Mr. Hurley first claims that based on the court's oral pronouncement of his sentence on February 23, 2007,1 he "has been in FBOP custody since February 23, 2007," so his sentence "has been served." Mot., at 2-3. According to Mr. Hurley, "anything otherwise would be a `manifest error of fact.'" Mot., at 2. Mr. Hurley's own submissions, however, establish that he didn't begin serving his federal sentence until earlier this year. On January 16, 2016, LaPorte County Superior Court Judge Michael S. Bergerson ordered that Mr. Hurley be transferred from state custody "to the custody of federal authorities" to serve his 70-month federal sentence, and "upon completion of federal detention" be returned to state custody to serve the balance of his LaPorte County sentence. Exh. A, Deft's Mot. for Modification or Reduction of Sent. Mr. Hurley is mistaken in his belief that he has already served his federal sentence and so hasn't demonstrated a manifest error of fact or law justifying reconsideration.

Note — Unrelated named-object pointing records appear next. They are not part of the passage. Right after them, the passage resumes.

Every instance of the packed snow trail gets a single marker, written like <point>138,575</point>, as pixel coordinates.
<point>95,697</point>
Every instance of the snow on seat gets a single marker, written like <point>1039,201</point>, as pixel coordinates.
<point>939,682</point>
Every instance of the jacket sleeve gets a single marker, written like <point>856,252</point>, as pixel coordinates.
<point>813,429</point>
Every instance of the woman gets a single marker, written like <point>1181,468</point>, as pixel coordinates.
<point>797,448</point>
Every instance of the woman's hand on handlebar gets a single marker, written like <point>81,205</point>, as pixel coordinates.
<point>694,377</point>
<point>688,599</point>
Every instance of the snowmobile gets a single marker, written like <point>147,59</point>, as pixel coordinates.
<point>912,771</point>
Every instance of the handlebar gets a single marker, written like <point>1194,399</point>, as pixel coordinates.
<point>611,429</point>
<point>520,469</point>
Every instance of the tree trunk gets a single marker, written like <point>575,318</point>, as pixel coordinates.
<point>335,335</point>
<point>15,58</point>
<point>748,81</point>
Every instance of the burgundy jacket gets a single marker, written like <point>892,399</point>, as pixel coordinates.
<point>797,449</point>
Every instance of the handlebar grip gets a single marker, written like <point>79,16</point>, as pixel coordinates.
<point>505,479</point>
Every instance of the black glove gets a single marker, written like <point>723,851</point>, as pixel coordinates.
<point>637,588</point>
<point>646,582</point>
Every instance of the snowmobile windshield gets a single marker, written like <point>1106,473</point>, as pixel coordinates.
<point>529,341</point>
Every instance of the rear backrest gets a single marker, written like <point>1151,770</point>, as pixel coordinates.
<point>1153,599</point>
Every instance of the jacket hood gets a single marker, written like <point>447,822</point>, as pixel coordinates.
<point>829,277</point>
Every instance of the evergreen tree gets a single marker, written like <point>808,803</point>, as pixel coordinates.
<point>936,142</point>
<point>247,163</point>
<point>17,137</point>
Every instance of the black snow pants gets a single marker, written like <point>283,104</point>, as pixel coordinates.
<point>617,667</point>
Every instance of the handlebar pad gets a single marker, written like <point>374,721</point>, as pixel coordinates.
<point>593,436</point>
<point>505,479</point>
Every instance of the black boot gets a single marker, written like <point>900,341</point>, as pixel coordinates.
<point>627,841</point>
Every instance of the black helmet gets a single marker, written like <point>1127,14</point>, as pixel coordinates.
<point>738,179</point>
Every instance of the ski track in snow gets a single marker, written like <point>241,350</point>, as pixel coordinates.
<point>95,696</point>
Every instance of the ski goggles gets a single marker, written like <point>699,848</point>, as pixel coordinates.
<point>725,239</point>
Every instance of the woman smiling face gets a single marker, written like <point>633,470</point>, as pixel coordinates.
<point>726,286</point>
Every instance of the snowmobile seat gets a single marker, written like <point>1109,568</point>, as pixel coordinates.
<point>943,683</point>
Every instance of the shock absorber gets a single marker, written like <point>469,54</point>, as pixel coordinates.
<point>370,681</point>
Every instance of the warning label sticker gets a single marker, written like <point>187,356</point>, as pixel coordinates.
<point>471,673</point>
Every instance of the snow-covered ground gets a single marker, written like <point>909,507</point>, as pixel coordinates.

Mr. Hurley also relies on what he claims to be newly discovered evidence: "it would be `newly discovered' for the court to know defendant was in the process of being robbed by potentially armed robbers and that the round defendant fired into the wall of the apartment was a warning shot that scared the robbers away." Mot., at 3. Mr. Hurley says that evidence wasn't presented earlier because he was "uncooperative in his youth over a decade ago." Even if, as Mr. Hurley claims, he was uncooperative in his youth, the facts he now presents have been known to him for more than a decade and, so, don't constitute newly discovered evidence. More importantly, though, Mr. Hurley hasn't explained why or how those facts would support reconsideration of the order being challenged. Rule 59(e) doesn't permit a movant to present evidence that was available earlier or to advance arguments that could and should have been presented to the district court prior to the judgment being challenged. Miller v. Safeco Ins. Co. of America, 683 F.3d 805, 813 (7th Cir. 2012).

Mr. Hurley hasn't established a manifest error of fact or law nor has he presented newly discovered evidence that would require the court to reconsider the denial of his motion for modification or reduction of sentence. The court, therefore, DENIES his motion to reconsider [docket #31].

SO ORDERED.

FootNotes


1. "It's the judgment of the court that the defendant, Perry T. Hurley, is hereby committed to the custody of the Bureau of Prisons to be imprisoned for a term of 70 months." Sent. Tr., at 11.